EU policymakers should put forward provisions as part of the forthcoming Digital Services Act that would permit platforms to screen uploaded content for both illegal and harmful content, a paper published by an international startup association has said.
Such “proactive measures” could help provide a certain level of “legal certainty” for tech firms, according to the paper, published on Tuesday (27 October) by Oxera consulting for the trade lobby group Allied for Startups.
The Digital Services Act (DSA) is the EU’s ambitious plan to regulate online services and will cover a range of areas of the platform economy from content moderation to online advertising and the transparency of algorithms.
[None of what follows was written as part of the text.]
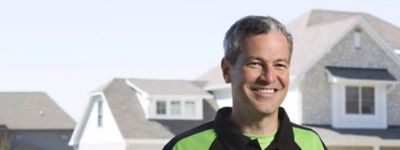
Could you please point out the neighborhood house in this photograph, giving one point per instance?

The Commission is due to present the plans on December 2.
According to the paper, which is supported by a contingent of global startup groups, a voluntary regime should be proposed as part of the measures whereby platforms have the right to monitor content through the use of algorithms with a view to detecting both illegal and “harmful” content.
In particular, the use of automated tools to screen content could help reduce costs for startups, the document argues.
Despite encouraging proactive screening of content, however, the association notes how the limited liability exemptions currently defined in the 2000 e-Commerce directive, should be maintained.
As part of the directive, platforms are exempt from legal liability in terms of what content users post online, until they are made aware of the content’s potential infringement, by which time they are required to act swiftly to deal with it.
Speculative modeling conducted by the authors of the report, Oxera consulting, shows that introducing more stringent liability rules for platforms in the Digital Services Act could lead to up to €23 billion in revenue lost for small businesses across Europe. This is due to the potential of increased fees being introduced by platforms as a result of such liability frameworks, the report states.
“Over 10,000 EU platforms serve markets and societies. Getting liability rules that work for these startups is in our broader economic interest and should be the central objective of the Digital Services Act,” said Benedikt Blomeyer, director of EU policy at Allied for Startups.
This is a point broadly supported by those in the industry who share the startup’s community’s penchant for introducing proactive measures into the Digital Services Act.
Yesterday, tech lobby EDiMA, representing some of the world’s largest platforms such as Google, Facebook and Amazon, released a paper supporting the introduction of a legal safeguard allowing companies to take “proactive actions” to remove illegal content.
The copyright nightmare returns
Jockeying over whether “proactive measures” should be introduced into the Digital Services Act echoes similar disputes on the subject during negotiations on the EU’s Copyright Directive. Whether to introduce “upload filters” proved a contentious issue in the directive, which was approved last year.
Article 17 of the directive obliges platforms to stop illegal uploads of copyright-protected material. However, the article left a lot of room for interpretation in terms of whether platforms would be required to use upload filters in the directive’s transposition, leading to a series of further consultations between the European Commission and representatives from national governments, civil society, and the industry.
Most recently, this has provoked concerns in Germany, where the country’s Justice Minister Christine Lambrecht put forward plans which include mandating the use of upload filters for platforms. This position goes counter to the government’s previous stance when they backed the new rules in 2019.